Trump's recent victory is “a shocking, but not all that shocking, revelation of where we are as a country,” said Terhune, the son of a lunch lady and a father who trucked fuel to construction sites. “A lot of people were fed up with the last four years, but this means that people don't think beyond themselves. It's their need to put party before country out of perceived patriotism. I'm a straight white guy. I'll probably be fine. But what about people who are not white and heterosexual?

Through it all, though, the focus of Terhune's Alpha Male bits will remain on Trump and what he has shaped. In a recent video about Trump working at McDonald's, Alpha Male says: “Mr. Trump doesn't need to work there. He was just sticking to lying Kamala Harris. …There is no evidence that she even worked there. Hell, are we even sure she was the Communist attorney general? No. Are we even sure she was vice president? No.
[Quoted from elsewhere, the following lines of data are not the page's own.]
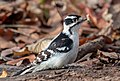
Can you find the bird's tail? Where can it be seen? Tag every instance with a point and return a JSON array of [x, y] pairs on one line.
[[26, 70]]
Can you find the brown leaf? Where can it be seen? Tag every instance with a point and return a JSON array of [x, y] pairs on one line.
[[39, 45], [21, 52], [6, 44], [108, 57], [92, 16], [7, 52], [20, 60], [4, 74], [84, 40]]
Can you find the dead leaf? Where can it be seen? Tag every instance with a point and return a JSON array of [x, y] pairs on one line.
[[6, 44], [21, 52], [108, 57], [20, 60], [39, 45], [5, 54], [4, 74], [84, 40]]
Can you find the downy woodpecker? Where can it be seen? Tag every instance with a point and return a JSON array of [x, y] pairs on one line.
[[61, 51]]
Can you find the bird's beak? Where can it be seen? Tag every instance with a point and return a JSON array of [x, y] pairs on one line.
[[81, 19], [84, 19]]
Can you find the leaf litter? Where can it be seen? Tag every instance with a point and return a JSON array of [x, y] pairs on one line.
[[27, 27]]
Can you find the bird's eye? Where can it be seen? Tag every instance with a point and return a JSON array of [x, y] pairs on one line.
[[75, 19], [68, 21]]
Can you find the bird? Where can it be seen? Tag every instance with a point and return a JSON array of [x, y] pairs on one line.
[[62, 50]]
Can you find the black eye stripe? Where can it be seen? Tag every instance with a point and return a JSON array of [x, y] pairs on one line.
[[68, 21]]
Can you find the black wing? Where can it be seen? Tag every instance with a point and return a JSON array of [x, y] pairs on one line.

Nobody knows. “There is no evidence.”

In another parody, Alpha Male is the driver of the garbage truck Trump rode in after Biden's verbal gaffe suggesting Trump supporters were trash: “You pissed me off, Joe, and if being a patriot is what They call them trash these days, so, yes, I am trash because I am going to show up at the polls with a bag of trash to show them what we white people can do, trash.”

Alpha Male, sometimes crying as he recounts his many grievances, mythologizes Trump, a leader who survived an assassin's bullet, an army of prosecutors, 34 felony charges and an endless scandal.

After what authorities said would have been a second assassination attempt on Trump at his Florida golf course, Terhune reimagines the incident in a video in which Trump grabs a golf club to deflect bullets: “The first one he sent He flew back to the shooter, the Bud Light fell out of his hand and he ran away scared. And he was running away and an envelope with cash fell out of his pocket. You could see it said, “Fool's Pay.” “That’s when the Secret Service finally stood up and did something.”

That's the kind of fervor – James Brown's “It's a Man's Man's Man's World,” performed at the Republican National Convention in July – that has surrounded Trump since he strutted onto the nation's political stage.

“He can do no wrong,” Terhune said, imitating his alter ego. “If you don't like it, accept it.”

For Terhune, the only way to deal with this is to continue channeling Alpha Male's deep well of suspicion and anger.